Humanamente, cuando alguien provoca disgusto brota la impaciencia. Hay que conseguir como sea que quien importuna desaparezca de la vista. Claro que cuando en su lugar viene otro, se le vuelve a machacar. Es lo que se hizo con el papa Francisco. Fue acogido calurosamente por todos, incluidos los que detestaban a Benedicto XVI. Pero pronto comenzó a ser criticado por su forma de vida, sus palabras, sus decisiones… Y de repente hasta los reaccionarios vuelven la vista atrás: en la Iglesia todo es intocable. No se dan cuenta de la valentía y autenticidad de un Papa que se ha visto obligado a enfrentarse a hechos recientes de alta gravedad, y a un pasado con pésimos hábitos que había que erradicar. Es su momento histórico: le ha tocado a él. No se recurra a supuestas tendencias ideológico políticas suyas que le instan a actuar como lo hace. Es el Espíritu Santo quien inspira a la Iglesia, una voz que él escucha, naturalmente.

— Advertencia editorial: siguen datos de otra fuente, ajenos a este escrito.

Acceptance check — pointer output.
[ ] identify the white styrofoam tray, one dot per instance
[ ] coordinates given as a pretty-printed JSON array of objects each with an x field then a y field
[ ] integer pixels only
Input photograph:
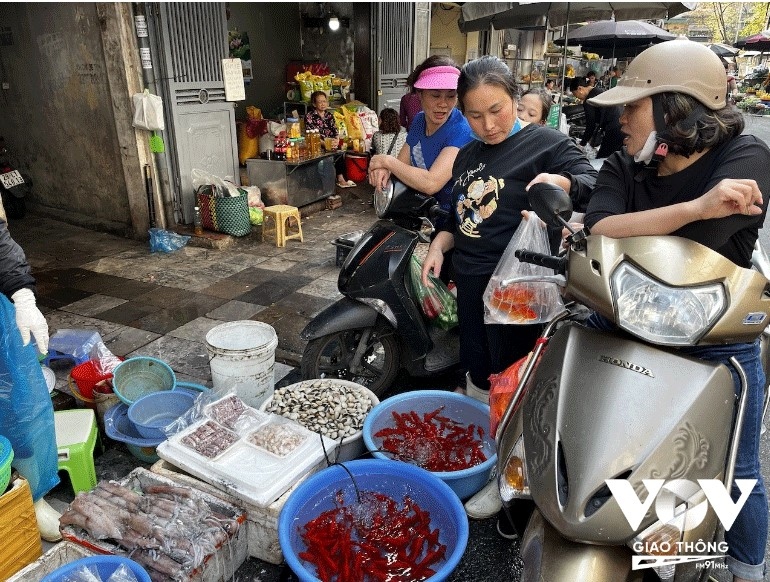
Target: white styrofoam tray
[
  {"x": 60, "y": 555},
  {"x": 244, "y": 470}
]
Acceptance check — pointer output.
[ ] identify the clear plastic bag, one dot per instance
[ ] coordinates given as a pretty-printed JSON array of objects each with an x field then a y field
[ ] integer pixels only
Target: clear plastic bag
[
  {"x": 508, "y": 299},
  {"x": 220, "y": 187},
  {"x": 148, "y": 111},
  {"x": 437, "y": 303},
  {"x": 166, "y": 241}
]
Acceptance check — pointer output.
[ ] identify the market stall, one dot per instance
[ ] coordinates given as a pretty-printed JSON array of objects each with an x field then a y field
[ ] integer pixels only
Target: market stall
[{"x": 296, "y": 183}]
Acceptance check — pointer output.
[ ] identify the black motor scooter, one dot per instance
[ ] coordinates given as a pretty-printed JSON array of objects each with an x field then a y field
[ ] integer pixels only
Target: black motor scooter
[
  {"x": 14, "y": 186},
  {"x": 377, "y": 328}
]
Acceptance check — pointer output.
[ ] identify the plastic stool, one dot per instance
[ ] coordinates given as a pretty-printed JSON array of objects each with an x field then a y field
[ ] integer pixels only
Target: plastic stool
[
  {"x": 279, "y": 215},
  {"x": 76, "y": 434}
]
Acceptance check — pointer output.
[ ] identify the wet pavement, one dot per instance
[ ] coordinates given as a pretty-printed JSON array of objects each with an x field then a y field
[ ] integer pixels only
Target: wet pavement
[{"x": 163, "y": 304}]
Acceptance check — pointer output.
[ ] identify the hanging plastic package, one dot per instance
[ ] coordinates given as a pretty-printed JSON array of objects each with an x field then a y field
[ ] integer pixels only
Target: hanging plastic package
[
  {"x": 26, "y": 411},
  {"x": 148, "y": 111}
]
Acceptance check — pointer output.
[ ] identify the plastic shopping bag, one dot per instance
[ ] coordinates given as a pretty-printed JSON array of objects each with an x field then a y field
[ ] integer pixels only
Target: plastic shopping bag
[
  {"x": 148, "y": 111},
  {"x": 437, "y": 303},
  {"x": 510, "y": 301},
  {"x": 501, "y": 389}
]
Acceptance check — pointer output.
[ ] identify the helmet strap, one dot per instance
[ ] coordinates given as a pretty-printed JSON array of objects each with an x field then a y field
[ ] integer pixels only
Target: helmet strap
[{"x": 661, "y": 147}]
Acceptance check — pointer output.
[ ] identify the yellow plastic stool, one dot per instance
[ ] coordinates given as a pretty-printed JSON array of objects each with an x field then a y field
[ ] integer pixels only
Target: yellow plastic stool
[
  {"x": 279, "y": 215},
  {"x": 76, "y": 434}
]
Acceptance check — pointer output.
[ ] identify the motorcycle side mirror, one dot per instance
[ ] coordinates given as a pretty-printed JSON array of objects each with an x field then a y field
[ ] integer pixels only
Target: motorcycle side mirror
[{"x": 551, "y": 203}]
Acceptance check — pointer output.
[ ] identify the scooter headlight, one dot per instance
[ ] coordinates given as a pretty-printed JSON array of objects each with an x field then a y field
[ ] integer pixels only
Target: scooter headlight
[
  {"x": 663, "y": 314},
  {"x": 512, "y": 478},
  {"x": 383, "y": 198}
]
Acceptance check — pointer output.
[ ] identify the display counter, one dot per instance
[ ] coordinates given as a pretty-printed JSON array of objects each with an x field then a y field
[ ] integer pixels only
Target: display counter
[{"x": 295, "y": 183}]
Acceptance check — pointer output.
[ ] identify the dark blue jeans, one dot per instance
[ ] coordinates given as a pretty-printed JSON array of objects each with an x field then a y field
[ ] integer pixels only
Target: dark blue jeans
[
  {"x": 487, "y": 349},
  {"x": 747, "y": 537}
]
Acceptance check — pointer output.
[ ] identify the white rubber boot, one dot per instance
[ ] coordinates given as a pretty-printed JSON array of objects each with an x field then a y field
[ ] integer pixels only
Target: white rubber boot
[
  {"x": 47, "y": 521},
  {"x": 474, "y": 391}
]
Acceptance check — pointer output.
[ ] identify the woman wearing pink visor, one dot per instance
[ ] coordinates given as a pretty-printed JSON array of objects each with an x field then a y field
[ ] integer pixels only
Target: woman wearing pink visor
[{"x": 434, "y": 138}]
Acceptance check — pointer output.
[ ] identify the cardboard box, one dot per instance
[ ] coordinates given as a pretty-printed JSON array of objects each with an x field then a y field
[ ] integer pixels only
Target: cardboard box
[
  {"x": 21, "y": 543},
  {"x": 61, "y": 554},
  {"x": 262, "y": 521},
  {"x": 218, "y": 566}
]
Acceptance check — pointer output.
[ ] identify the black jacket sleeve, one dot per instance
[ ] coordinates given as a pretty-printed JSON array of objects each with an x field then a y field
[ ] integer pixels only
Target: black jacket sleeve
[{"x": 15, "y": 272}]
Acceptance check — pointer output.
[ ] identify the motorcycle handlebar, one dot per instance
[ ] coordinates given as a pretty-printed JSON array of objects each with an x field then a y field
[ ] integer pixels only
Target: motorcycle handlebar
[{"x": 558, "y": 264}]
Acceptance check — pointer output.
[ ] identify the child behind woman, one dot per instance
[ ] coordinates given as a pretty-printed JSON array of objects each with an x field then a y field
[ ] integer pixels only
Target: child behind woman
[
  {"x": 391, "y": 136},
  {"x": 534, "y": 106}
]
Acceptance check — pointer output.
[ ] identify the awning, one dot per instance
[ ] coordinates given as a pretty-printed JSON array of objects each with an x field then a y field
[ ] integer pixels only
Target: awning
[{"x": 522, "y": 15}]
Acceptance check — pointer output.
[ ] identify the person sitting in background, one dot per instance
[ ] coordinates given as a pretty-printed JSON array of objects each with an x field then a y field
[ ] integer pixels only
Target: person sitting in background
[
  {"x": 606, "y": 119},
  {"x": 534, "y": 106},
  {"x": 320, "y": 118},
  {"x": 390, "y": 137}
]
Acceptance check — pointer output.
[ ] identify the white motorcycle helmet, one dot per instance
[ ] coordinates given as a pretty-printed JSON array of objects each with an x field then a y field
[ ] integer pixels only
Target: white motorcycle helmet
[
  {"x": 674, "y": 66},
  {"x": 679, "y": 66}
]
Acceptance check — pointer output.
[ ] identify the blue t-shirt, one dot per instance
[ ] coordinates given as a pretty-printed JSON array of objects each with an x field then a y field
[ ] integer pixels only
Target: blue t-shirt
[{"x": 424, "y": 149}]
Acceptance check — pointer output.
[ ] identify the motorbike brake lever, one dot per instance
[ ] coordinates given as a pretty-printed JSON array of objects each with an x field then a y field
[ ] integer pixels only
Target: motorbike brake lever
[{"x": 560, "y": 280}]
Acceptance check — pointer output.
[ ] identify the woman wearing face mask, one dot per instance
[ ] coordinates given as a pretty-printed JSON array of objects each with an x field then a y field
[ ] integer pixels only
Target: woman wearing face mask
[
  {"x": 490, "y": 180},
  {"x": 435, "y": 136},
  {"x": 687, "y": 171}
]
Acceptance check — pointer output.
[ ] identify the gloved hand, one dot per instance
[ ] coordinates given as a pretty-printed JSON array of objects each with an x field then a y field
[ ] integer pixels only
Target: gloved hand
[{"x": 30, "y": 320}]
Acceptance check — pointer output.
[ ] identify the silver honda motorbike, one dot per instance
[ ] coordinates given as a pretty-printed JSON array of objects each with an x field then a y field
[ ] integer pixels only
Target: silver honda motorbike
[{"x": 595, "y": 409}]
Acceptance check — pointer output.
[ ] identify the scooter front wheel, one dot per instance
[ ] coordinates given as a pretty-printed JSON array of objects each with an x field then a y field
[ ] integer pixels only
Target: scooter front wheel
[{"x": 368, "y": 356}]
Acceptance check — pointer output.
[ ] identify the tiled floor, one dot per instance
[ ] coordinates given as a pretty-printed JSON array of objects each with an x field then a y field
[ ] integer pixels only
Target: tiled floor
[{"x": 163, "y": 304}]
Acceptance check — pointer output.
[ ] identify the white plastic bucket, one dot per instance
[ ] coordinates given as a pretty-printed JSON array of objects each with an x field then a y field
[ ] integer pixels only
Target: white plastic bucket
[{"x": 242, "y": 358}]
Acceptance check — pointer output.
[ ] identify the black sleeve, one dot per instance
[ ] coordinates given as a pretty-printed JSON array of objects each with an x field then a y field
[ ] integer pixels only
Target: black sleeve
[
  {"x": 573, "y": 164},
  {"x": 592, "y": 117},
  {"x": 16, "y": 272},
  {"x": 609, "y": 196}
]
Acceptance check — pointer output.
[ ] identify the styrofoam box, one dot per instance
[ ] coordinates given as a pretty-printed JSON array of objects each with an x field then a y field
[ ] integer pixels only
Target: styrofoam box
[
  {"x": 262, "y": 520},
  {"x": 59, "y": 555},
  {"x": 245, "y": 471},
  {"x": 219, "y": 566}
]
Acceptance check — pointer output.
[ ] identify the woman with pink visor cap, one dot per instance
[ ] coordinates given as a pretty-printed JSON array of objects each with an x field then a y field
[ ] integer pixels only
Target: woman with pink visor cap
[{"x": 435, "y": 136}]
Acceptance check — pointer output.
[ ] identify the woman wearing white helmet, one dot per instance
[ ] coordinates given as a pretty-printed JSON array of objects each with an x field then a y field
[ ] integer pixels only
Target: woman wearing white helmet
[{"x": 687, "y": 171}]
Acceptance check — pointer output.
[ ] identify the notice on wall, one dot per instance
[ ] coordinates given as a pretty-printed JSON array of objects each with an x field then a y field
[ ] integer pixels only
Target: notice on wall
[{"x": 232, "y": 73}]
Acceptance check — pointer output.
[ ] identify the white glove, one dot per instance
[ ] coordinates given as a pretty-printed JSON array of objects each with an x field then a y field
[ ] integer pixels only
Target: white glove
[{"x": 30, "y": 320}]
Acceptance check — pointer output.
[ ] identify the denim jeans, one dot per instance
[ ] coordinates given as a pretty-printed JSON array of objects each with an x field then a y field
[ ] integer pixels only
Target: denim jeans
[
  {"x": 487, "y": 349},
  {"x": 747, "y": 537}
]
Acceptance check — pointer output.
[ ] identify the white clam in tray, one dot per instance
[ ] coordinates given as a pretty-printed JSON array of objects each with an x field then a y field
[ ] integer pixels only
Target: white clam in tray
[{"x": 255, "y": 456}]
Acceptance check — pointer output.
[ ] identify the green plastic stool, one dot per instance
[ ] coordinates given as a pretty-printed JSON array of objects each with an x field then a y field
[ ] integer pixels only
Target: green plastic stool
[{"x": 76, "y": 434}]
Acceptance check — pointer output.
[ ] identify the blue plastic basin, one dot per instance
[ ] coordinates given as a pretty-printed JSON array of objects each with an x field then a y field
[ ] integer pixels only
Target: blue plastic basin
[
  {"x": 459, "y": 408},
  {"x": 151, "y": 413},
  {"x": 319, "y": 492},
  {"x": 105, "y": 565}
]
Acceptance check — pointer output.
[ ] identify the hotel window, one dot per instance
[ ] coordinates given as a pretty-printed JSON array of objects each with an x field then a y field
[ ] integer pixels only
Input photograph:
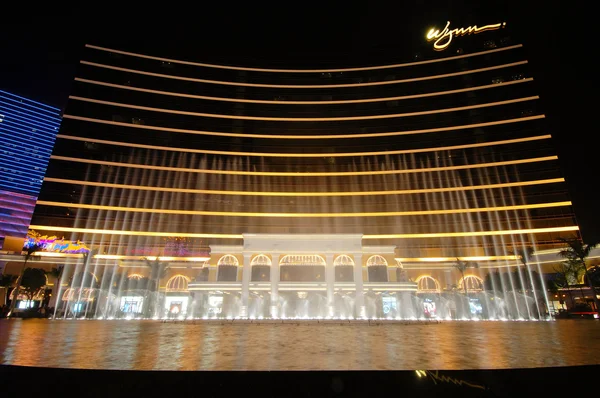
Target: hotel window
[{"x": 489, "y": 44}]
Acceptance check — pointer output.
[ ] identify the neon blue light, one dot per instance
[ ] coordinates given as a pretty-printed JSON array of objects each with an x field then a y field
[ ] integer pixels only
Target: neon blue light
[
  {"x": 13, "y": 151},
  {"x": 18, "y": 164},
  {"x": 27, "y": 138},
  {"x": 8, "y": 108},
  {"x": 28, "y": 100},
  {"x": 24, "y": 153},
  {"x": 20, "y": 104},
  {"x": 8, "y": 116}
]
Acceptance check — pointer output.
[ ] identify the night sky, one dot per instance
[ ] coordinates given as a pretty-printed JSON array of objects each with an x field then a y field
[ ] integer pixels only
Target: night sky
[{"x": 40, "y": 53}]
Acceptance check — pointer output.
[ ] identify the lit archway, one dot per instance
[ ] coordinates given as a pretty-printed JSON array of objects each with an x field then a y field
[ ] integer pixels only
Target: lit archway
[
  {"x": 178, "y": 283},
  {"x": 377, "y": 269},
  {"x": 227, "y": 268},
  {"x": 428, "y": 284},
  {"x": 344, "y": 268},
  {"x": 376, "y": 260},
  {"x": 228, "y": 260},
  {"x": 260, "y": 269},
  {"x": 302, "y": 259},
  {"x": 474, "y": 283},
  {"x": 343, "y": 260}
]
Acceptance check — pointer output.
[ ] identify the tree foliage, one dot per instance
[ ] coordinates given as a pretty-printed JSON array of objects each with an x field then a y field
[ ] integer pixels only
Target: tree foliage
[
  {"x": 34, "y": 279},
  {"x": 513, "y": 280}
]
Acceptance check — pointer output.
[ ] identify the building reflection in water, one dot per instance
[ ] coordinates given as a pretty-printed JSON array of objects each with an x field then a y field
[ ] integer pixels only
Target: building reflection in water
[{"x": 146, "y": 345}]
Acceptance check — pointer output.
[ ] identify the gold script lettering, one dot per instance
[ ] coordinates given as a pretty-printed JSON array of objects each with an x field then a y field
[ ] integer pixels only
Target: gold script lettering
[{"x": 442, "y": 39}]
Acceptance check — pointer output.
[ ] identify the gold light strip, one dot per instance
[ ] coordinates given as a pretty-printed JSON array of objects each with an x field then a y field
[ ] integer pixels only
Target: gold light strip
[
  {"x": 133, "y": 233},
  {"x": 475, "y": 233},
  {"x": 363, "y": 68},
  {"x": 304, "y": 155},
  {"x": 452, "y": 259},
  {"x": 302, "y": 215},
  {"x": 304, "y": 119},
  {"x": 305, "y": 86},
  {"x": 299, "y": 174},
  {"x": 240, "y": 236},
  {"x": 286, "y": 102},
  {"x": 309, "y": 194},
  {"x": 305, "y": 137}
]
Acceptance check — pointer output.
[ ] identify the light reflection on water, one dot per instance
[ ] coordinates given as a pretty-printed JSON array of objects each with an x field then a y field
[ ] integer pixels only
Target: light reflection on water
[{"x": 146, "y": 345}]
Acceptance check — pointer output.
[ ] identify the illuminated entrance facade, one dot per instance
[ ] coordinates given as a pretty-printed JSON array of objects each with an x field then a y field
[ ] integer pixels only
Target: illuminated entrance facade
[{"x": 311, "y": 187}]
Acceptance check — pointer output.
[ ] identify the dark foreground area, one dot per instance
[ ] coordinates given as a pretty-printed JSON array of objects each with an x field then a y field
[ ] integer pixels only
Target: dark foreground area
[{"x": 469, "y": 383}]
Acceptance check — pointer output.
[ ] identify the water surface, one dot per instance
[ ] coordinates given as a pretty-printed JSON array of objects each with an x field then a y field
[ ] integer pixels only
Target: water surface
[{"x": 154, "y": 345}]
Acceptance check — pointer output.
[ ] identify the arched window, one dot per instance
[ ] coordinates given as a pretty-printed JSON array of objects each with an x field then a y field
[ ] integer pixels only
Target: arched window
[
  {"x": 344, "y": 268},
  {"x": 473, "y": 283},
  {"x": 377, "y": 269},
  {"x": 302, "y": 259},
  {"x": 227, "y": 268},
  {"x": 261, "y": 259},
  {"x": 228, "y": 259},
  {"x": 428, "y": 284},
  {"x": 261, "y": 269},
  {"x": 342, "y": 260},
  {"x": 177, "y": 283},
  {"x": 302, "y": 268}
]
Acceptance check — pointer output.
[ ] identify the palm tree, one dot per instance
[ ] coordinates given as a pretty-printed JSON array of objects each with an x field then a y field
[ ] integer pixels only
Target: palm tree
[
  {"x": 30, "y": 250},
  {"x": 576, "y": 252},
  {"x": 462, "y": 266},
  {"x": 158, "y": 270},
  {"x": 524, "y": 254}
]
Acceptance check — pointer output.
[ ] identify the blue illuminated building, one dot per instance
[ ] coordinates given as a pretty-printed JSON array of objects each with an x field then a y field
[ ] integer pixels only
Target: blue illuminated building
[{"x": 27, "y": 133}]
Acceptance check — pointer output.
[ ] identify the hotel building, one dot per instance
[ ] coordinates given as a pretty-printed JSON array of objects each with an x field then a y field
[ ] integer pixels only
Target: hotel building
[{"x": 249, "y": 188}]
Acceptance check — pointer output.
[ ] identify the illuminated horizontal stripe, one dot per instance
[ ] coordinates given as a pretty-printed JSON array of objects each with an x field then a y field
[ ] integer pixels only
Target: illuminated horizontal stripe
[
  {"x": 301, "y": 215},
  {"x": 300, "y": 174},
  {"x": 286, "y": 102},
  {"x": 297, "y": 194},
  {"x": 306, "y": 155},
  {"x": 452, "y": 259},
  {"x": 240, "y": 236},
  {"x": 133, "y": 233},
  {"x": 306, "y": 137},
  {"x": 474, "y": 233},
  {"x": 357, "y": 69},
  {"x": 305, "y": 86},
  {"x": 304, "y": 119}
]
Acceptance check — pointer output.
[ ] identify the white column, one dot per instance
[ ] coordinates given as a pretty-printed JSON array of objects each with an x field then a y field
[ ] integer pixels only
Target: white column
[
  {"x": 330, "y": 280},
  {"x": 275, "y": 285},
  {"x": 246, "y": 273},
  {"x": 359, "y": 299}
]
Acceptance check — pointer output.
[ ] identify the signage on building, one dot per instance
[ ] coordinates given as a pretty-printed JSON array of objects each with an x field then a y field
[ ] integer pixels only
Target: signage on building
[{"x": 442, "y": 38}]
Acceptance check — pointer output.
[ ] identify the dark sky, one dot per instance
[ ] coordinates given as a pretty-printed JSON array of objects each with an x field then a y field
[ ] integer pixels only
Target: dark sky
[{"x": 40, "y": 53}]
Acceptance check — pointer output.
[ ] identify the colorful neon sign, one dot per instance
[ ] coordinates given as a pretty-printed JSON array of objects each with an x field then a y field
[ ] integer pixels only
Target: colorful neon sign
[{"x": 442, "y": 39}]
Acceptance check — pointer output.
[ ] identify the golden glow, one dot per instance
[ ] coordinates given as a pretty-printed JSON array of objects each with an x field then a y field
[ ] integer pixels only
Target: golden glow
[
  {"x": 308, "y": 194},
  {"x": 364, "y": 68},
  {"x": 300, "y": 174},
  {"x": 442, "y": 39},
  {"x": 133, "y": 233},
  {"x": 305, "y": 155},
  {"x": 58, "y": 254},
  {"x": 240, "y": 236},
  {"x": 286, "y": 102},
  {"x": 303, "y": 86},
  {"x": 304, "y": 119},
  {"x": 304, "y": 137},
  {"x": 452, "y": 259},
  {"x": 301, "y": 215},
  {"x": 474, "y": 233},
  {"x": 151, "y": 258}
]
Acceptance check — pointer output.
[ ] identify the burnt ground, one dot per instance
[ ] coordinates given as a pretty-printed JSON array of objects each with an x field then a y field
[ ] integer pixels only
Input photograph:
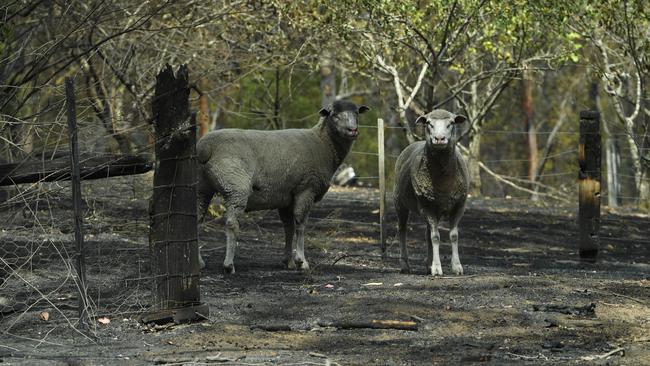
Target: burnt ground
[{"x": 524, "y": 297}]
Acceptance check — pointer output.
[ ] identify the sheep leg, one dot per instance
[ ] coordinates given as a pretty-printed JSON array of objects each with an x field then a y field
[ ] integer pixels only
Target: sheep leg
[
  {"x": 286, "y": 215},
  {"x": 402, "y": 221},
  {"x": 204, "y": 196},
  {"x": 435, "y": 268},
  {"x": 427, "y": 238},
  {"x": 303, "y": 203},
  {"x": 204, "y": 193},
  {"x": 456, "y": 267},
  {"x": 232, "y": 230}
]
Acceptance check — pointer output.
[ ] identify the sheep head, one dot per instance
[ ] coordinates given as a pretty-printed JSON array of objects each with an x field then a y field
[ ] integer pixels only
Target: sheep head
[
  {"x": 442, "y": 128},
  {"x": 342, "y": 118}
]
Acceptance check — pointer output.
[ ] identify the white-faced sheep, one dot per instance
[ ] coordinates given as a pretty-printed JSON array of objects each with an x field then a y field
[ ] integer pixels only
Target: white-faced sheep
[
  {"x": 431, "y": 178},
  {"x": 288, "y": 170}
]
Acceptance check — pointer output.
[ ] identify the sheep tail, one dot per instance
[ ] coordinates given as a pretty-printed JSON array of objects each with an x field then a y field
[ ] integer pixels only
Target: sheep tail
[{"x": 204, "y": 153}]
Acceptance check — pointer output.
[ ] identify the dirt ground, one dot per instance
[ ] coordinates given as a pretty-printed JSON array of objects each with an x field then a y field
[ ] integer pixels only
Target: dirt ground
[{"x": 524, "y": 298}]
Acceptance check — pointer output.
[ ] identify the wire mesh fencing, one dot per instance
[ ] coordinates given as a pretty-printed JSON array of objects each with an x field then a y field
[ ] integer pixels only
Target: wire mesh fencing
[{"x": 41, "y": 294}]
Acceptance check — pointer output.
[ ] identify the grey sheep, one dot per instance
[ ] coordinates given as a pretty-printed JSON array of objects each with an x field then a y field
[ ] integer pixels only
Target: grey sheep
[
  {"x": 431, "y": 178},
  {"x": 288, "y": 170}
]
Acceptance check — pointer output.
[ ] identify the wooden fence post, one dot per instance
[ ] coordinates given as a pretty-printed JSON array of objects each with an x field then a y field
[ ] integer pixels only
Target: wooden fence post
[
  {"x": 382, "y": 186},
  {"x": 173, "y": 232},
  {"x": 589, "y": 178},
  {"x": 76, "y": 198}
]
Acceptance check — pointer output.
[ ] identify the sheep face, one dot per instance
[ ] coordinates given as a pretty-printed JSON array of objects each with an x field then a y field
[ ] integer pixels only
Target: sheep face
[
  {"x": 442, "y": 128},
  {"x": 343, "y": 118}
]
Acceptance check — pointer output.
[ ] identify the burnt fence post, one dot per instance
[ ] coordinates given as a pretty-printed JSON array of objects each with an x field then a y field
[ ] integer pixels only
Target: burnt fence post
[
  {"x": 173, "y": 233},
  {"x": 76, "y": 200},
  {"x": 589, "y": 179}
]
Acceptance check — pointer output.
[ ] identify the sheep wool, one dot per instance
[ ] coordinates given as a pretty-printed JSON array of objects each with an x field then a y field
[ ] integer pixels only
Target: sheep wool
[
  {"x": 288, "y": 170},
  {"x": 431, "y": 179}
]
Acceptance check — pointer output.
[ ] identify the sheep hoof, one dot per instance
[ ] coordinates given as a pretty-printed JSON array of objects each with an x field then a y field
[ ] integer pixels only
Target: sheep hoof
[
  {"x": 290, "y": 264},
  {"x": 435, "y": 271},
  {"x": 304, "y": 266},
  {"x": 229, "y": 269}
]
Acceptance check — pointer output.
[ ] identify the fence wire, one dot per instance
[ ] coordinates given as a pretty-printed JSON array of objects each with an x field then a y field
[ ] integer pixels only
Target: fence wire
[{"x": 37, "y": 252}]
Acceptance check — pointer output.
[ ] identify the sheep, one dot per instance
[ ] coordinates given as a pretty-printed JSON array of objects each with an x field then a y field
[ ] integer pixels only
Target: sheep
[
  {"x": 288, "y": 170},
  {"x": 431, "y": 178}
]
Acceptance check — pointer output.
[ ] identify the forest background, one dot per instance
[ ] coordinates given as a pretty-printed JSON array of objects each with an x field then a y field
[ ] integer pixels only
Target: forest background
[{"x": 521, "y": 71}]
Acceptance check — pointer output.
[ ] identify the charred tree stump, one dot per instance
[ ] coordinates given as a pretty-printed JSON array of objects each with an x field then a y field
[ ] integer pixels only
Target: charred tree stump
[
  {"x": 589, "y": 178},
  {"x": 173, "y": 211}
]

A la vista está que todo lo que hace y dice viene guiado por su oración exclusivamente. La virtud se aprecia en las distancias cortas. Y lo que rezuma su persona revela lo que está en su corazón. Sabe de las cavernas de la Iglesia, conoce los entresijos de la vida religiosa, no viene del fin del mundo. Ha recorrido suburbios, y se ha asomado al corazón de los débiles, los desposeídos, y maltratados desde hace décadas. Como un padre recorre los kilómetros que sean precisos para abrazar a quienes fueron atacados por miembros de la Iglesia o sometidos por los poderes de la tierra, y, si es el caso, les pide perdón. No le importa su edad, ni las deficiencias físicas, y siendo, como es, el más influyente del mundo no persigue ninguna gloria. Se expresa con sencillez y profundidad porque encarna en sí mismo el evangelio, aunque tenga también sus defectos, algo que humildemente reconoce.
Estamos ante el Vicario de Cristo. No es una estrella del rock, ni un estratega político. Su misión es recordarnos a todos que hemos de vivir el evangelio, nada más y nada menos. Y si hay cloacas dentro de la Iglesia que han de sanearse, lo está haciendo. Solamente con eso ya tendría bastante. Tiene sobre sus hombros una misión harto difícil y delicada que desde luego conmueve los corazones de quienes tienen una mínima sensibilidad.
Cristo nunca estableció comparaciones entre los discípulos. ¿Por qué hemos de comparar a Francisco con sus antecesores? Si nos hundimos en la historia reciente veremos cuántas críticas aún reciben Pío XII, Juan XXIII, Pablo VI, Juan Pablo II y Benedicto XVI. Siempre bajo el prisma reticular de cada uno, lejos de la oración, incendiando un ambiente enrarecido que precisamente necesita un líder auténtico, alguien que nos lleve de la mano, que nos acompañe en un itinerario de alegría, de misericordia, de perdón.
¡Qué lástima que no se abogue por la oración, la gratitud, la ayuda…! La Iglesia, Institución fundada por Cristo, ha demostrado que ningún ensañamiento por grave que haya sido ha podido derrocarla. Así será hasta el fin de los tiempos. Es un consuelo. Entre tanto, oremos por el Papa Francisco y démosle gracias porque no tiene dónde reclinar su cabeza. Démosle gracias por desgastarse por amor a Cristo y a la Iglesia, y en bien de cada uno de nosotros.